Limitation de l’immigration – La Suisse s’attend au retour de bâton de l’UE
Le référendum en faveur d’une limitation de l’immigration organisé dimanche par la droite populiste a recueilli 50,3 % des voix. Une courte majorité, mais suffisante pour mettre un terme à la libre circulation conclue avec Bruxelles. La victoire des nationalistes est incontestable, mais ce vote risque d’avoir des conséquences négatives. La Suisse n’avait sans doute pas besoin de cette nouvelle source d’affrontement avec l’Union européenne. Après les dossiers brûlants et toujours en attente des banques et des affaires fiscales, la voilà confrontée à un problème supplémentaire susceptible d’empoisonner ses relations avec l’Union européenne. Le ministre suisse des Affaires étrangères, Didier Burkhalter, va dès ce lundi prendre le chemin des principales capitales, en commençant par Berlin, pour tenter d’apaiser la mauvaise humeur de ses partenaires.

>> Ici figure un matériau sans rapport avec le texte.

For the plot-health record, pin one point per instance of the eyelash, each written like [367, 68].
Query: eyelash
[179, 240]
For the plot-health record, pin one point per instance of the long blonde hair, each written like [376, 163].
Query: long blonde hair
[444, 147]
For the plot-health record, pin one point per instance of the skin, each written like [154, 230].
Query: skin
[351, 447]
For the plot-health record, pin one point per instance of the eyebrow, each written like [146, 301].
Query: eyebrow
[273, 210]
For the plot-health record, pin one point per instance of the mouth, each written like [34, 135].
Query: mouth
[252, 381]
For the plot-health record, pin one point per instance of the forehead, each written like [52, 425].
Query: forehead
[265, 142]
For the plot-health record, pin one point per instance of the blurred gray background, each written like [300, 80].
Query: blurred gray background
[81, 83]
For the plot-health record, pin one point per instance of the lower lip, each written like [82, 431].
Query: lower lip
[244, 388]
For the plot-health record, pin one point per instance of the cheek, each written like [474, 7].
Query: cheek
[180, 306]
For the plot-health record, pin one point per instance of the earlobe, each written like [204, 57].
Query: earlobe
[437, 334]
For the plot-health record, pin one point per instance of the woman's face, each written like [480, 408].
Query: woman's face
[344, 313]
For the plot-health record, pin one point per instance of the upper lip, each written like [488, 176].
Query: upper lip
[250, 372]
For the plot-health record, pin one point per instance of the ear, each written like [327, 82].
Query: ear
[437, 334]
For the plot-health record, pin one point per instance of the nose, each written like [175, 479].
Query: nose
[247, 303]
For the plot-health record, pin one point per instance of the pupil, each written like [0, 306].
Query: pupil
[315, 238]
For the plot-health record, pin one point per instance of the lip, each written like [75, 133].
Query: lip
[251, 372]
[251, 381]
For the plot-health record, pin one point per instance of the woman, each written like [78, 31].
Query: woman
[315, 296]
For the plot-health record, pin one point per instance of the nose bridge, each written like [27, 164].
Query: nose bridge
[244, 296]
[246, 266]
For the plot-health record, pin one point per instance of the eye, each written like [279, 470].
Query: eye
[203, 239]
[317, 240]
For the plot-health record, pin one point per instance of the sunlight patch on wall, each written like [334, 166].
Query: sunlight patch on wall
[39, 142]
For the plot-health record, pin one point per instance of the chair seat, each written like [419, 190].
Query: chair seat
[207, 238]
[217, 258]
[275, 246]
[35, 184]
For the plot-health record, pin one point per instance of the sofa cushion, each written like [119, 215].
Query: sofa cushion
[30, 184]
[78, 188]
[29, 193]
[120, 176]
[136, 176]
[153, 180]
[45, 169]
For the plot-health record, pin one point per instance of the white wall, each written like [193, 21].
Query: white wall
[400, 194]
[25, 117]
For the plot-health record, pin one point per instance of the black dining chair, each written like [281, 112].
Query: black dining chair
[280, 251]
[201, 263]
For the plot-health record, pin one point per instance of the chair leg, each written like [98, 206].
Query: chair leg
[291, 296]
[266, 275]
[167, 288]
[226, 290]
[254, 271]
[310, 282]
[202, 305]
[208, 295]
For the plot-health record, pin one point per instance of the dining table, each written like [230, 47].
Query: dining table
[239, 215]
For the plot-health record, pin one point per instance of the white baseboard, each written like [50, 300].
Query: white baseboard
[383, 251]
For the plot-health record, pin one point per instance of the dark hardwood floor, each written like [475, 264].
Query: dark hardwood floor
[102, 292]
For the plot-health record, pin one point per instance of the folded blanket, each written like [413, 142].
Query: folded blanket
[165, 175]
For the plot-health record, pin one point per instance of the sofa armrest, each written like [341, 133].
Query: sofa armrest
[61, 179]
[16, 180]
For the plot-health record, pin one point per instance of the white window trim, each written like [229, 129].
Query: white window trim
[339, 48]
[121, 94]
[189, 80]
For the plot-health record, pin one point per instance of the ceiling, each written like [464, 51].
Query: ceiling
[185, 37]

Les réactions au scrutin ont en effet été des plus sévères. Des accords bilatéraux existants sur l’agriculture, le transport ou la recherche par exemple, sont d’ores et déjà sur la sellette. Le résultat sur le référendum a jeté un froid et Berne s’attend à ce que ces négociations en cours marquent le pas et pour bien longtemps. Les changements sur le terrain n’interviendront donc pas du jour au lendemain. Les étrangers qui travaillent et habitent en Suisse, comme les frontaliers qui traversent chaque jour la frontière ne seront pas touchés. Seuls les éventuels nouveaux venus seront concernés par les restrictions à terme. Par-dessus tout, la Suisse redoute de Bruxelles qu’elle invoque la clause guillotine qui signifierait à peu de choses près, une rupture de la coopération et une totale remise à plat des relations. Le gouvernement suisse est dans l’obligation de préparer une loi d’application des nouvelles normes touchant à l’immigration. Il va s’y résoudre, en essayant malgré tout de sauver la voie bilatérale.
Donnant-donnant
La Commission européenne a fait savoir de son côté qu’elle regrettait le résultat du scrutin. Elle indique qu’elle examinera les implications de cette initiative sur ses relations avec la Suisse, à commencer par la remise en cause de l’accès de la Suisse au marché intérieur européen, comme l’explique le ministre luxembourgeois des Affaires étrangères,Jean Asselborn, c’est du donnant-donnant : « Il y a une logique très importante !, explique-t-il. D’un côté la libre circulation des citoyens de l’Union européenne, d’un autre côté, l’accès privilégié au marché intérieur qui a été accordé à la Suisse. Les deux sont liés : une ne va pas sans l’autre. Je pense qu’en Suisse, chaque troisième franc suisse est gagné par le marché avec l’Union européenne. Ce qui, entre nous, aura certainement des conséquences directes ou indirectes sur l’emploi aussi en Suisse ». « L’Union européenne n’est pas une organisation qui refuse toute négociation, insiste Jean Asselborn. Mais ici, il faut être clair, la liberté de circuler des citoyens européens ne peut être bradée. Cet accès privilégié au marché intérieur européen avec comme contrepartie la liberté de circulation des citoyens de l’Union européenne. La balle est dans le camp des Suisses. Si effectivement cette libre circulation est remise en cause, beaucoup de choses seront remises en cause. Je ne vais pas aujourd’hui jusqu’à dire que Schengen va tomber, que toute relation avec le marché intérieur va tomber, mais les risques existent ! » Cette votation est un nouvel exemple de démocratie directe, un exemple rare à travers le monde, car c’est le peuple suisse qui a le dernier mot. C’est l’approche du camp des vainqueurs du scrutin d’hier, dimanche. Les nationalistes ont beau jeu de répéter à l’envi que la Suisse est bien le seul pays à consulter directement son peuple en ces matières et que la confédération donne l’exemple. Un exemple que devraient suivre, à leurs yeux, les autres gouvernements. Et ils se plaisent à laisser entendre qu’ailleurs une réponse similaire serait, sans coup férir, donnée.